Verb Edge
Verb Edge is the Edge type in a GEUL stream that represents predication and actions. It classifies 13,767 WordNet verbs into 10 Primitives and 68 Sub-primitives, then generates a 16-bit codebook via Sub-primitive-level Huffman coding.
Sub-documents
| Document | Description |
|---|
| Semantic Role | 16 Semantic Roles (4-bit encoding) |
| Qualifier | 14 qualifiers including evidentiality, mood, tense, aspect |
Verb Hierarchy
10 Primitive (top-level semantic categories)
├── BE ├── PERCEIVE ├── FEEL
├── THINK ├── CHANGE ├── CAUSE
├── MOVE ├── COMMUNICATE ├── TRANSFER
└── SOCIAL
→ 68 Sub-primitive (intermediate classification)
→ 559 Root Verb (root verbs)
→ 13,767 Leaf Verb (all WordNet verbs)
- Primitives (major categories) serve only as conceptual groupings with no bit allocation
- 68 Sub-primitives receive frequency-based variable-length codes
- Higher-frequency verb groups get shorter codes (4 to 8 bits)
Verb Edge Packet Types
All three packet types – Tiny, Short, and Full – share the same 16-bit verb body in their last word.
| Tiny | Short | Full |
|---|
| Words | 2 (32bit) | 3 (48bit) | 5 (80bit) |
| Participants | 16 patterns | 512 patterns | 19-bit flags |
| Qualifiers | 7 patterns | 3,640 patterns | 27 bits |
| Verb body | 16bit | 16bit | 16bit |
| Expected ratio | 90% | 7% | 3% |
Average packet size: 0.9x2 + 0.07x3 + 0.03x5 = 2.16 words
Tiny Verb Edge (2 words)
1st WORD: [Prefix 5bit] [Target×Pattern 11bit]
2nd WORD: [Verb body 16bit]
- Target x Pattern: 18 Target x 113 patterns = 2,034 combinations
- 16 participant patterns x 7 qualifier patterns = 112 + 1 reserved = 113
- Coverage ~90%
Short Verb Edge (3 words)
1st WORD: [Prefix 6bit] [Type 1bit=0] [ParticipantPattern 9bit]
2nd WORD: [Target×QualifierPattern 16bit]
3rd WORD: [Verb body 16bit]
Full Verb Edge (5 words)
1st WORD: [Prefix 6bit] [Type 1bit=1] [TargetParticipant 5bit] [ParticipantFlags 4bit]

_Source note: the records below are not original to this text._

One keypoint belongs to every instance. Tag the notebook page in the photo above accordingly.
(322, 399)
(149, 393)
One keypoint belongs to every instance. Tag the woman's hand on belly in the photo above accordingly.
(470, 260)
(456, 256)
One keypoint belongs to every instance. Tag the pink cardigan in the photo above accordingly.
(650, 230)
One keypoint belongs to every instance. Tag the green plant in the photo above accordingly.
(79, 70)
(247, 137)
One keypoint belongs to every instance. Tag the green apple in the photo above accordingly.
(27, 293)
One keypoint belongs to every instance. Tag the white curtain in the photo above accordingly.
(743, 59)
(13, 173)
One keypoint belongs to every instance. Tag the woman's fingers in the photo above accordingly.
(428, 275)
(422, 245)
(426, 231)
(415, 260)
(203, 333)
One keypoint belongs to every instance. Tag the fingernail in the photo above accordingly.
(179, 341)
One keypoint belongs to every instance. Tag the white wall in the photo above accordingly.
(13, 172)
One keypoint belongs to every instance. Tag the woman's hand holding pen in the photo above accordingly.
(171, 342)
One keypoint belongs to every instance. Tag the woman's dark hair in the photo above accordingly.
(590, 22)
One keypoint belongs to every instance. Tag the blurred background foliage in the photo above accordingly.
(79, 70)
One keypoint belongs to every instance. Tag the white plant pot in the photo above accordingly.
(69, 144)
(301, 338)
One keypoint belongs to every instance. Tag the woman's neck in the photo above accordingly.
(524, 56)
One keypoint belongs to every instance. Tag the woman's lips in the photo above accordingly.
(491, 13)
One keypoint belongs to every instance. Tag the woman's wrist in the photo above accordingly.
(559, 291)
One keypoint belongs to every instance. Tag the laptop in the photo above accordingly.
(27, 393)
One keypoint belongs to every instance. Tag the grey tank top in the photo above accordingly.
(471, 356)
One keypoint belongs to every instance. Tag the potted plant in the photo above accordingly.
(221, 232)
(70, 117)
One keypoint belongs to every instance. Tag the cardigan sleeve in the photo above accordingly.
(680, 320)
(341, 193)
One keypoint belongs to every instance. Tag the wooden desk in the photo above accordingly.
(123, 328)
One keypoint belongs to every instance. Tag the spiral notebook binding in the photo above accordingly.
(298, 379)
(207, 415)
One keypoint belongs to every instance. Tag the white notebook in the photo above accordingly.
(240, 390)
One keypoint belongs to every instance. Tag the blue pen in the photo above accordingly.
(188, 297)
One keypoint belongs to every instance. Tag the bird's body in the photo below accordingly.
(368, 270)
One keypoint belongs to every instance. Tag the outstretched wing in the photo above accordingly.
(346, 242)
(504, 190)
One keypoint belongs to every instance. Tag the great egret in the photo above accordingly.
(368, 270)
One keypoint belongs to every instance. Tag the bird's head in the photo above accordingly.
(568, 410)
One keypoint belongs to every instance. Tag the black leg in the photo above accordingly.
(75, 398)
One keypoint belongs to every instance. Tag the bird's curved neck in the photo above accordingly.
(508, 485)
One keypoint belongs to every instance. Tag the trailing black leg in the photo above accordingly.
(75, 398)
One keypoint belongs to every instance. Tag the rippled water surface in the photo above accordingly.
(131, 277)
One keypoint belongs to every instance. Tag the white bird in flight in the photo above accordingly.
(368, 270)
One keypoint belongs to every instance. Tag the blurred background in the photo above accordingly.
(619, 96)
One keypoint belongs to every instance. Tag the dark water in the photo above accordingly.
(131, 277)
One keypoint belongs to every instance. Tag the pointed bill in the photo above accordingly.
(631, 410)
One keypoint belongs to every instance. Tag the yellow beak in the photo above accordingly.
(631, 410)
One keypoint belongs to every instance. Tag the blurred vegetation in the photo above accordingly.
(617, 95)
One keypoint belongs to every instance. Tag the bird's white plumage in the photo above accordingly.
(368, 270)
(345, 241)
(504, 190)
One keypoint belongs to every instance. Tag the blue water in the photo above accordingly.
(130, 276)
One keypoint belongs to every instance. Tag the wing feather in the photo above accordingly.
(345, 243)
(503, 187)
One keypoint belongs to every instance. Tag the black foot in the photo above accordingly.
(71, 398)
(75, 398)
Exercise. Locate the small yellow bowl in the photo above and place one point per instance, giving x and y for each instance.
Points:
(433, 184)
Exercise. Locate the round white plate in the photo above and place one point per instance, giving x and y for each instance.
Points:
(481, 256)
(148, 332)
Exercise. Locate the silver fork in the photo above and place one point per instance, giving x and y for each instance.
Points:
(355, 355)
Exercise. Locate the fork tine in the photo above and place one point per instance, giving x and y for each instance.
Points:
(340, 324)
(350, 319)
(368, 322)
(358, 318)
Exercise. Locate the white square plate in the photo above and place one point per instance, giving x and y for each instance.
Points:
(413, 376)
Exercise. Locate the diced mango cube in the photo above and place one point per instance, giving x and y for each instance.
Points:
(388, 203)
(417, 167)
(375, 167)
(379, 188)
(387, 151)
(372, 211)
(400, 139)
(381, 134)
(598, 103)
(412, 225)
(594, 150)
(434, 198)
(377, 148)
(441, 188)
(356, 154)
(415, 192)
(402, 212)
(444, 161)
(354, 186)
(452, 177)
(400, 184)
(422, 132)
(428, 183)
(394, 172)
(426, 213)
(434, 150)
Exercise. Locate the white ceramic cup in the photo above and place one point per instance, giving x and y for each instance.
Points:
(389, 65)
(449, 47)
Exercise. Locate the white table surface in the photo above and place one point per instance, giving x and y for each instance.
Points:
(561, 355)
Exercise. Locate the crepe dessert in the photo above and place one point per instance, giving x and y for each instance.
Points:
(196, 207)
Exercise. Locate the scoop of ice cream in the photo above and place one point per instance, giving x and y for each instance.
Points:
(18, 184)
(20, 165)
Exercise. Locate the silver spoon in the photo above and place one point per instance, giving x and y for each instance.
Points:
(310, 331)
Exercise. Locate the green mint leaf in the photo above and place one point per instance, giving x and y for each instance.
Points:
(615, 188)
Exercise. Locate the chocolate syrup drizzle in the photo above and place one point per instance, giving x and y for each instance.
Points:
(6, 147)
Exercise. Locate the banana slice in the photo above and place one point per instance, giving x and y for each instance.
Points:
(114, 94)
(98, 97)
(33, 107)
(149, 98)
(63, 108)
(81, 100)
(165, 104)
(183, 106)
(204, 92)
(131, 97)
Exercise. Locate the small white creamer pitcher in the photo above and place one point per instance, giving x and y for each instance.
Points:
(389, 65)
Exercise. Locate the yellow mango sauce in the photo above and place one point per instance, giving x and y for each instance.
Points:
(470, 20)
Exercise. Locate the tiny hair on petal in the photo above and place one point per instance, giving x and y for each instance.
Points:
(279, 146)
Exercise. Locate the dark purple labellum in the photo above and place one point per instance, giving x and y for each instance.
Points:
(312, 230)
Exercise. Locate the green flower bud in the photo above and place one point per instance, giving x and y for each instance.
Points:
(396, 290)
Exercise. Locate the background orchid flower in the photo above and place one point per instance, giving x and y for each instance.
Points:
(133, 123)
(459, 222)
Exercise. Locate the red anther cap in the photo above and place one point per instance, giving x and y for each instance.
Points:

2nd+3rd: [ParticipantFlags 15bit] [Qualifier 17bit]
4th WORD: [Qualifier 10bit] [Reserved 6bit]
5th WORD: [Verb body 16bit]
16-bit Verb Body
┌─────────────────────────┬────────────────────────────┐
│ sub_primitive code │ DFS index within tree │
│ (4-8 bits, Huffman) │ (8-12 bits) │
└─────────────────────────┴────────────────────────────┘
- sub_primitive code: 4-8 bits variable (Huffman code)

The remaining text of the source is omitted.